Uluslararası düzeyde, Uluslararası Polis Teşkilatı'nın (Interpol) renk kodlu bildirim sistemini taklit ederek Ankara, yaklaşık bin şüpheliyi içeren "Terör Arananlar" yani en çok aranan teröristler listesini yayınladı. 

Çoğunun PKK ile bağlantılı olduğu iddia ediliyor, ancak diğerleri Gülen Hareketi üyeleri, küçük sol grupların üyeleri ve bazı vakalarda IŞİD gibi İslamcı militan grupların üyeleri.

Freedom House'un Türk devleti tarafından işlendiğine dair kayda geçirdiği 110 fiziksel uluslararası baskı davasının tümü terör suçlamalarını içeriyordu. Üst düzey Türk yetkililer, Gülen Hareketi'ne yönelik adam kaçırma operasyonlarını açıkça üstleniyor ve MİT'in rolünü övüyor.

MİT'in 2017'de Sudan'da olduğu gibi birçok adam kaçırma olayına doğrudan karıştığı devlet medyasında yer aldı. Avrupalı gazetecilerin yaptığı soruşturma, operasyonlarda kullanılan uçakların MİT'e bağlı paravan şirketlerle bağlantısını ortaya çıkardı. 

Cumhurbaşkanı Erdoğan, 2018'in Mart ayında Kosova'dan altı öğretmenin kaçırılmasının ardından yaptığı konuşmada, "Nereye giderse gitsinler, onları paketleyip buraya getireceğiz" dedi.

AZERBAYCAN GİZLİCE TÜRKİYE'YE TESLİM ETTİ

Azerbaycan'dan bir grubun da dahil olduğu yasadışı iadelerden birkaçı, klasik adam kaçırma operasyonlarıydı. İnsanlar sokakta zorla araçlara bindirildi ve ardından herhangi bir prosedür olmaksızın kendilerini Türkiye'de buldular. 

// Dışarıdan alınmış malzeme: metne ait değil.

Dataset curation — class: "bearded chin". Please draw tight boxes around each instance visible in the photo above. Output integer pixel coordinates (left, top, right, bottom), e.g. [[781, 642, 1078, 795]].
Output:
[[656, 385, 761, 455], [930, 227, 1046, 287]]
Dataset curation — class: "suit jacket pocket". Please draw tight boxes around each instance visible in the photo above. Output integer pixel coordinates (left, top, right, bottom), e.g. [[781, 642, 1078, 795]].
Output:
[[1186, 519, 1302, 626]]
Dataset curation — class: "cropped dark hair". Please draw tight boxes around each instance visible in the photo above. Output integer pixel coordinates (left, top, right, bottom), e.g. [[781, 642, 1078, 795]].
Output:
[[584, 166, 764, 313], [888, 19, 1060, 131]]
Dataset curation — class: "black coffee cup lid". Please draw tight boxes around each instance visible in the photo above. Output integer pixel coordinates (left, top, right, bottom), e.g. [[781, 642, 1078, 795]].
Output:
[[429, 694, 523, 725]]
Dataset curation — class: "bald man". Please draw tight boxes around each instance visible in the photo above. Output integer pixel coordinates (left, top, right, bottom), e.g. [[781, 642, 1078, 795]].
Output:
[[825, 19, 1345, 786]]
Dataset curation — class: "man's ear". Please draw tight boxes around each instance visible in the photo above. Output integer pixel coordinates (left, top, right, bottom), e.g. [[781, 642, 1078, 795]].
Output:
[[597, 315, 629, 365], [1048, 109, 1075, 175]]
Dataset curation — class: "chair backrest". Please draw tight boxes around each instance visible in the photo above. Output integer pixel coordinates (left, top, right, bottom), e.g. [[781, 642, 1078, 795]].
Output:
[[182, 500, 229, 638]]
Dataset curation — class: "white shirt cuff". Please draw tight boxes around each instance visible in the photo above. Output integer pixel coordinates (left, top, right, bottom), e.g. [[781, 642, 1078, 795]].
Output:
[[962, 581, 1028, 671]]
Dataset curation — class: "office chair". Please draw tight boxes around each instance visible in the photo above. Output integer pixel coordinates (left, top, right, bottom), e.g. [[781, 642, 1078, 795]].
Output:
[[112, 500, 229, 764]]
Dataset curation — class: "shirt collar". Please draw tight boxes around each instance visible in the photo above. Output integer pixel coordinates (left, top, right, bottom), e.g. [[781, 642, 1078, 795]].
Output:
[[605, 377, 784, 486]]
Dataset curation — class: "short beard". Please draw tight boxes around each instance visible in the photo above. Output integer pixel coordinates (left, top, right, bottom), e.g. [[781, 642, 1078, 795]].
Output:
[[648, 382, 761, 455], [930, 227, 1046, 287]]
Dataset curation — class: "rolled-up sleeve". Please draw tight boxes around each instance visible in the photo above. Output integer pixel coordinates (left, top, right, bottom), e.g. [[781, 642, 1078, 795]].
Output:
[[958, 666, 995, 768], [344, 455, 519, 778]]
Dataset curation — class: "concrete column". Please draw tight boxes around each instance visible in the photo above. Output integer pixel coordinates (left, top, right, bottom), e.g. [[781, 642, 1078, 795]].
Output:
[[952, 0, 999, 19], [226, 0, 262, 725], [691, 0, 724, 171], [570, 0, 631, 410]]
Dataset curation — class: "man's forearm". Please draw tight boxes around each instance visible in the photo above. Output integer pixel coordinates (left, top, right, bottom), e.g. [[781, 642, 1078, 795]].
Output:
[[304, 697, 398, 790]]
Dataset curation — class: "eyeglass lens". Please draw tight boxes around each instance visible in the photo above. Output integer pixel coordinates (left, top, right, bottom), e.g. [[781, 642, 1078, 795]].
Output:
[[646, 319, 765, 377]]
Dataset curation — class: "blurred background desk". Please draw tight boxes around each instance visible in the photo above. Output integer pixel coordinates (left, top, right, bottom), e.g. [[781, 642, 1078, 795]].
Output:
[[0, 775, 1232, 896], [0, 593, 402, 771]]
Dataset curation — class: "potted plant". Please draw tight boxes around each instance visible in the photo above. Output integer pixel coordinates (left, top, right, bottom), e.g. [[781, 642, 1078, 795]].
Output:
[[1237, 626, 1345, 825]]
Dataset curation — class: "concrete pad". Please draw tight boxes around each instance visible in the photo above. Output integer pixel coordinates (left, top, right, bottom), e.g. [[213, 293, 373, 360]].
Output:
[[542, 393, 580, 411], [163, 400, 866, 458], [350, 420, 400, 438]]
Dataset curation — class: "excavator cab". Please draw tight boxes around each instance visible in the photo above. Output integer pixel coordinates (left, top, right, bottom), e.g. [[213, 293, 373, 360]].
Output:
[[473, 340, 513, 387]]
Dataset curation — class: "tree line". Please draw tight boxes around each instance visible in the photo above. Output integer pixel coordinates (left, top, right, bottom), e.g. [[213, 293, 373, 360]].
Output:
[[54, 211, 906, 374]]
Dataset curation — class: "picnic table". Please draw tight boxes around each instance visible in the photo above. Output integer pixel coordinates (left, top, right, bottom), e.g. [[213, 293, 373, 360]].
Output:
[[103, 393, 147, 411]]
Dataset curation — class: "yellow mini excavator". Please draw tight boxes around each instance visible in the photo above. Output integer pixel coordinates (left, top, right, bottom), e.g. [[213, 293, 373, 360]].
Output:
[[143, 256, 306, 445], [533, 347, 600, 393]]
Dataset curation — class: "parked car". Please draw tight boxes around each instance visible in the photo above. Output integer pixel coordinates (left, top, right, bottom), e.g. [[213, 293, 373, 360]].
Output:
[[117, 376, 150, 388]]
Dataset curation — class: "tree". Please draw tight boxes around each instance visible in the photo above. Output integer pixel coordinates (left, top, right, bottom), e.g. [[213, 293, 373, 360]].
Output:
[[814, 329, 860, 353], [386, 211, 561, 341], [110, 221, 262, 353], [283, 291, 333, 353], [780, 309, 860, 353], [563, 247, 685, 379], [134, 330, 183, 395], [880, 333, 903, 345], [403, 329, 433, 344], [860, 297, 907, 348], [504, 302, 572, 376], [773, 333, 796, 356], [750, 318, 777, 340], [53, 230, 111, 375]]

Ancak bu operasyonların çoğu, hedef ülkenin kurumlarının yolsuzluğunu ve işbirliğini gerektirdi. Yerel polis veya güvenlik birimleri, kısa bir süre gözaltında tutulan Türk vatandaşlarını tutukladı, ardından gizlice Türk yetkililere teslim etti ve bu kişiler hemen Türk uçaklarıyla Türkiye'ye götürüldü.